No pierdo la esperanza de escuchar algún día la auténtica canción. La canción que puede ser feliz, o quizás tener algunas estrofas tristes. La que sueña en una cadenza de guitarra evocadora. La canción donde tú eres la protagonista, tu cabello es arpa y tu voz es clarinete. La canción con una melodía de laud tañendo el amanecer, haciendo que todo sea música.
No pierdo la esperanza de escuchar algún día la auténtica canción. La canción que no tiene género, que no tiene idioma. La que cuenta con el silbido de un oboe lacónico cómo un hombre simple supera sus tribulaciones con la sonrisa y el trabajo duro del día a día, no para ser el más rico o el más grande, sino para hacer de una melodía mágico elixir de vida, para hacer que todo sea música.

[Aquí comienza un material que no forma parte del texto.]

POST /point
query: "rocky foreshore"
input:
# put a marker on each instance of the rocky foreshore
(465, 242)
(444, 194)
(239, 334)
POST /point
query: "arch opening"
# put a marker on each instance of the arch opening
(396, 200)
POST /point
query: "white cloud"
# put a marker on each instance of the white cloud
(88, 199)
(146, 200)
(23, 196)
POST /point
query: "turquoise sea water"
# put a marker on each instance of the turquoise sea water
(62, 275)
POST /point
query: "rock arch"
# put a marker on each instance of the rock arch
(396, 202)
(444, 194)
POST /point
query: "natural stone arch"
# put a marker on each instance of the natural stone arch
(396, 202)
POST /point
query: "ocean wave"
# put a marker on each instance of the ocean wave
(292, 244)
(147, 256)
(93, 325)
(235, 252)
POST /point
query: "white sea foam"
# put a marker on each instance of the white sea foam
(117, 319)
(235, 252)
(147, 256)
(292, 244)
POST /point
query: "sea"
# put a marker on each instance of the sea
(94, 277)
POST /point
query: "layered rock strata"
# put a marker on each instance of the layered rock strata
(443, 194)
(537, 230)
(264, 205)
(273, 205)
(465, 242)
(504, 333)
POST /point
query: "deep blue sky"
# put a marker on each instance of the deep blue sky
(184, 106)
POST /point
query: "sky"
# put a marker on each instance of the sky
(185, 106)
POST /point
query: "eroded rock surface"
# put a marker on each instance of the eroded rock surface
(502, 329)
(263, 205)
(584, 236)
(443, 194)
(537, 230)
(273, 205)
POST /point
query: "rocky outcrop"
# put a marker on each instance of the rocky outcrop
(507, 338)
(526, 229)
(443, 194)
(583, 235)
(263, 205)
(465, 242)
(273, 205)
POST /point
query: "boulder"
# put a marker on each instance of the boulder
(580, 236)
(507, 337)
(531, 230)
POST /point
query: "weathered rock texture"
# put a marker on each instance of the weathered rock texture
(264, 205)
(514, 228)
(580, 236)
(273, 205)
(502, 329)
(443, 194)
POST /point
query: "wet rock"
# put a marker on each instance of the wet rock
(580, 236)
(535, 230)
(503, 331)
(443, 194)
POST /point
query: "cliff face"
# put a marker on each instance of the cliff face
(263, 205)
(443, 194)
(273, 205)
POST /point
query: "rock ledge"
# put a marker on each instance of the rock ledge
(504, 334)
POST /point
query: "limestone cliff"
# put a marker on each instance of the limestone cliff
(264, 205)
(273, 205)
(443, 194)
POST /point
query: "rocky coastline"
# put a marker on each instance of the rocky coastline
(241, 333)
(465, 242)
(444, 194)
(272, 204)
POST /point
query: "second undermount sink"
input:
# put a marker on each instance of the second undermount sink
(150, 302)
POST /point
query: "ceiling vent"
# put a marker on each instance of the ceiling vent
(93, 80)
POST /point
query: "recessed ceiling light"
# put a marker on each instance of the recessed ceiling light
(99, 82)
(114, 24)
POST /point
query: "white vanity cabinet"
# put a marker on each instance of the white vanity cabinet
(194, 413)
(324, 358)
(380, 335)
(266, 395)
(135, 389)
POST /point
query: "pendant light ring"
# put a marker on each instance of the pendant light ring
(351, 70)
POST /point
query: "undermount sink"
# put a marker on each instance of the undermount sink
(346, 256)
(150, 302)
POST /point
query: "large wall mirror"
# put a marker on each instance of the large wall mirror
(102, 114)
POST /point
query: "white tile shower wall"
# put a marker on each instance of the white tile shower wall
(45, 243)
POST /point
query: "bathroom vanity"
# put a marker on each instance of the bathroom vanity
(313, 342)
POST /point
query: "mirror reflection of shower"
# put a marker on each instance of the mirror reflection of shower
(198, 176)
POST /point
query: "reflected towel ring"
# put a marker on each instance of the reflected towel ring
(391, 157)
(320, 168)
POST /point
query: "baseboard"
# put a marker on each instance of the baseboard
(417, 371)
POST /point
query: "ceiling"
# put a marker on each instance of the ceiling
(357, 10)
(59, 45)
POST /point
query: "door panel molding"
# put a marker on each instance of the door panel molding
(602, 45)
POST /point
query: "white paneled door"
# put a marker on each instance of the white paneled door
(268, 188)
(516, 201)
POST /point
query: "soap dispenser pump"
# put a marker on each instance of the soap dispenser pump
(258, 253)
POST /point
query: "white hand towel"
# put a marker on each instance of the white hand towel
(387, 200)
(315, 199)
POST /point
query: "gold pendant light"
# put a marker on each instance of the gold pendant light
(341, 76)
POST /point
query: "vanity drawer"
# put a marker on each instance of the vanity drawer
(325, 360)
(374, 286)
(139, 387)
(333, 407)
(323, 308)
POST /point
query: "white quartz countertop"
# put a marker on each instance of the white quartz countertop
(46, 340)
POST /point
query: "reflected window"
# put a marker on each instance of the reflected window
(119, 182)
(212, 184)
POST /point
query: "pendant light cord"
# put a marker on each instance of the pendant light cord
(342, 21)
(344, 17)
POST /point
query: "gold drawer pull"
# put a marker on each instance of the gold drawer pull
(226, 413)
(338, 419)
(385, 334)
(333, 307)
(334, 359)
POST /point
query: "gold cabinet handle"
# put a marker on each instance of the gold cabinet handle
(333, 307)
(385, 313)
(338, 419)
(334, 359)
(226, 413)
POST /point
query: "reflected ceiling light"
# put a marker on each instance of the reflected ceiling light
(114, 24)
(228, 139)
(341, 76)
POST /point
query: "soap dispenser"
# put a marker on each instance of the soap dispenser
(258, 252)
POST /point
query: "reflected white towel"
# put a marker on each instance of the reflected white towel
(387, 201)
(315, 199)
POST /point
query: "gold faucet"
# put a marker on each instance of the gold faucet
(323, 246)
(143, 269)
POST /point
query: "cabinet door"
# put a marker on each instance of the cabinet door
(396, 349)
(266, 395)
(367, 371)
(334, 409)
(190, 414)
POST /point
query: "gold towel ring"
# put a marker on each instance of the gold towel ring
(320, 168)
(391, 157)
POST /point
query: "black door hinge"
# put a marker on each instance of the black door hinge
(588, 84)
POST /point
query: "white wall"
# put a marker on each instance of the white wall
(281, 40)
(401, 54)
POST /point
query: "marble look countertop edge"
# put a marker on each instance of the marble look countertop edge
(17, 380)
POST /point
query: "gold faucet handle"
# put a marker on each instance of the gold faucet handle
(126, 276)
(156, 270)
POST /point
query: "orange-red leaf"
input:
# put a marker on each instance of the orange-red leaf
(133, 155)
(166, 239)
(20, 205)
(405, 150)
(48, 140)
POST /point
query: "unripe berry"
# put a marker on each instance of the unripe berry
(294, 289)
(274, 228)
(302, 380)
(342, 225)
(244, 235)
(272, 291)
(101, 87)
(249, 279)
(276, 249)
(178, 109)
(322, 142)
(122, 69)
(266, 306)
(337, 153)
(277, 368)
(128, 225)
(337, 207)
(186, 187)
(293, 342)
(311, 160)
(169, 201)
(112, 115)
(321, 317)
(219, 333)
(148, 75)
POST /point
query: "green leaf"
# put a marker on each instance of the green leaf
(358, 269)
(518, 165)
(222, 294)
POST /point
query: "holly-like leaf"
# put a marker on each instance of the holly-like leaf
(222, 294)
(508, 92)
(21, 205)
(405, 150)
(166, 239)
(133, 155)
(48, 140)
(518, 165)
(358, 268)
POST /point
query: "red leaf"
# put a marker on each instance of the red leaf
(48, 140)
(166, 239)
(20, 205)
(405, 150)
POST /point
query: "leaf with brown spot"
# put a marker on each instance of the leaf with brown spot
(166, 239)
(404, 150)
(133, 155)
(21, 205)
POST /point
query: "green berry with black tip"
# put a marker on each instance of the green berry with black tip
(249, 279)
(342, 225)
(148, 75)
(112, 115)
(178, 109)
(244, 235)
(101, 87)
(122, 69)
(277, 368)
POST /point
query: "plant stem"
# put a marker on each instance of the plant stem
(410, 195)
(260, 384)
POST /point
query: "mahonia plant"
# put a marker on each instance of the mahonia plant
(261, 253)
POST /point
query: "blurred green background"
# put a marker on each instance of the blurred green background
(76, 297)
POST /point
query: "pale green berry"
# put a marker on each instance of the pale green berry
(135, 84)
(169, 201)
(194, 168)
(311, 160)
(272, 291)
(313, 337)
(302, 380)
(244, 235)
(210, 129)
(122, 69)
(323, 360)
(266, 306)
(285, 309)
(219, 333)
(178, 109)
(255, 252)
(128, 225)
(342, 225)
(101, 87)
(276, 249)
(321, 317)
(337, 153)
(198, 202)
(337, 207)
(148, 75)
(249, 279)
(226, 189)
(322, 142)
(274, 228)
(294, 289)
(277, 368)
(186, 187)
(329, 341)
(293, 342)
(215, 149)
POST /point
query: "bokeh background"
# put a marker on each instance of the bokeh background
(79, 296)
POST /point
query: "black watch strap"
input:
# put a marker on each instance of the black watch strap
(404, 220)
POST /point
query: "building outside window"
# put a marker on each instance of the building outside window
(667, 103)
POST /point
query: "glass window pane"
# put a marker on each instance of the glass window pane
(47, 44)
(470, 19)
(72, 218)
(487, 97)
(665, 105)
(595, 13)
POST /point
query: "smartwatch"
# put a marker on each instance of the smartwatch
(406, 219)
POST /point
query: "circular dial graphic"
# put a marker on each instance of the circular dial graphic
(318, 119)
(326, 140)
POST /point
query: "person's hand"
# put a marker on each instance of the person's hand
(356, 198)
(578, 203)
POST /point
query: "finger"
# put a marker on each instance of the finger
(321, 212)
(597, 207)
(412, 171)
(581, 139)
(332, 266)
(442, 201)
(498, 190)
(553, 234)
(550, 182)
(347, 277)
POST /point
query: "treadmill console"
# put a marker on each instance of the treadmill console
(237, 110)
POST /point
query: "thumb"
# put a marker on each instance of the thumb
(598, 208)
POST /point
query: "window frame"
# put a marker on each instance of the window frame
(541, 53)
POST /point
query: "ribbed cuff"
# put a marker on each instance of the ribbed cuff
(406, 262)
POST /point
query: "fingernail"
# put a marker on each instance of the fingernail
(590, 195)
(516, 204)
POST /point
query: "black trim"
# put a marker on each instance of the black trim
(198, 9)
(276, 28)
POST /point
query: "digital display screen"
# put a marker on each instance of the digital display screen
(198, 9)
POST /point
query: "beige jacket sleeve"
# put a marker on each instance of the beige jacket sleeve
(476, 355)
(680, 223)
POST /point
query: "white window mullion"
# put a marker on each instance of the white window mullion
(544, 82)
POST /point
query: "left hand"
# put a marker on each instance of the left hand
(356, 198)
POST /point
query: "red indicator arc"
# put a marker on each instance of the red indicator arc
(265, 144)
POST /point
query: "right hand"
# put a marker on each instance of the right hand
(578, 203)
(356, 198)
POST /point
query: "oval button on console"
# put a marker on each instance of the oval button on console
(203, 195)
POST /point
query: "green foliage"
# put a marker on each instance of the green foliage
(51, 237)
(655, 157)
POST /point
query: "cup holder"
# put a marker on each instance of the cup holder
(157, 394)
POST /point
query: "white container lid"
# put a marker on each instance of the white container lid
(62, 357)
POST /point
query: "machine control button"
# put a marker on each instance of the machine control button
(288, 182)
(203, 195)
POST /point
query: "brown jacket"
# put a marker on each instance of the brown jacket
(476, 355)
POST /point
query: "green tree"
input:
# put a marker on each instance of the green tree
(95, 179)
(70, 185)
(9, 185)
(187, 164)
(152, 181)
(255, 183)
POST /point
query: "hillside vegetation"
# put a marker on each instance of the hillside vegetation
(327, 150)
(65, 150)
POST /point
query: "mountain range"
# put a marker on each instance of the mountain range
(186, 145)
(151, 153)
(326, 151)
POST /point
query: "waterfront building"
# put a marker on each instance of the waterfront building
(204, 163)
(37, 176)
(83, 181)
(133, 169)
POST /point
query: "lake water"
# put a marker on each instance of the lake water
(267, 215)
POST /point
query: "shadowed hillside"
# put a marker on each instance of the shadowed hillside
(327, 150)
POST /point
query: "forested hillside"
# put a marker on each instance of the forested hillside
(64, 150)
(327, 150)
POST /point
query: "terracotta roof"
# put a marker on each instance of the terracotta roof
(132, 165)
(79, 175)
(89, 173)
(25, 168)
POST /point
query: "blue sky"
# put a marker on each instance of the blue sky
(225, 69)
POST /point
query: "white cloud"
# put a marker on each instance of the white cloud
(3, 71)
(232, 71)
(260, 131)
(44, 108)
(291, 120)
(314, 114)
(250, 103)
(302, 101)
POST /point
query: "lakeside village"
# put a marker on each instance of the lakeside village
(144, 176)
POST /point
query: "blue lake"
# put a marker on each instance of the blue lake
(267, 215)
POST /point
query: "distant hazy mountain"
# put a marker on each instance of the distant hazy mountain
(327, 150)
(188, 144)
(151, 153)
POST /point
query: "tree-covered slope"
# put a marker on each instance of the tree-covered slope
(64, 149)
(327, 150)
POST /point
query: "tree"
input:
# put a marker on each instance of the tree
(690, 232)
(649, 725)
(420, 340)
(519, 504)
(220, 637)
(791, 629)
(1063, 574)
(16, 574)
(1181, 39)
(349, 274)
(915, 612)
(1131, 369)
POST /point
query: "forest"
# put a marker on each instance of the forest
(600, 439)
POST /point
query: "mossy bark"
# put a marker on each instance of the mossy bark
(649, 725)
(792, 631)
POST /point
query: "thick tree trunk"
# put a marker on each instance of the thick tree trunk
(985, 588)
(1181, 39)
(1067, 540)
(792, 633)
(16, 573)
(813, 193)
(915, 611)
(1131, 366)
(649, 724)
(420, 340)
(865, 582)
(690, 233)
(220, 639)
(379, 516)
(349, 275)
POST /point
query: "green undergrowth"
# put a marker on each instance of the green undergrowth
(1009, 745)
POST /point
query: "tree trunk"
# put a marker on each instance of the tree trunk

No pierdo la esperanza de escuchar algún día la auténtica canción. La canción que convoque a los pesares y los fracasos. La canción que enseñe que cada dolor es un violoncello que arranca vibraciones para perfumar el pensamiento en cada compás de la existencia. La canción que no haga renegar de lo malo, sino a hacerlo patrimonio, colección de paréntesis sonoros, para hacer que todo sea música.
No pierdo la esperanza de escuchar algún día la auténtica canción. Sigo transitando el horizonte con la guitarra lista, susurrando aquel rumor que me trajo a la alameda alguna vez.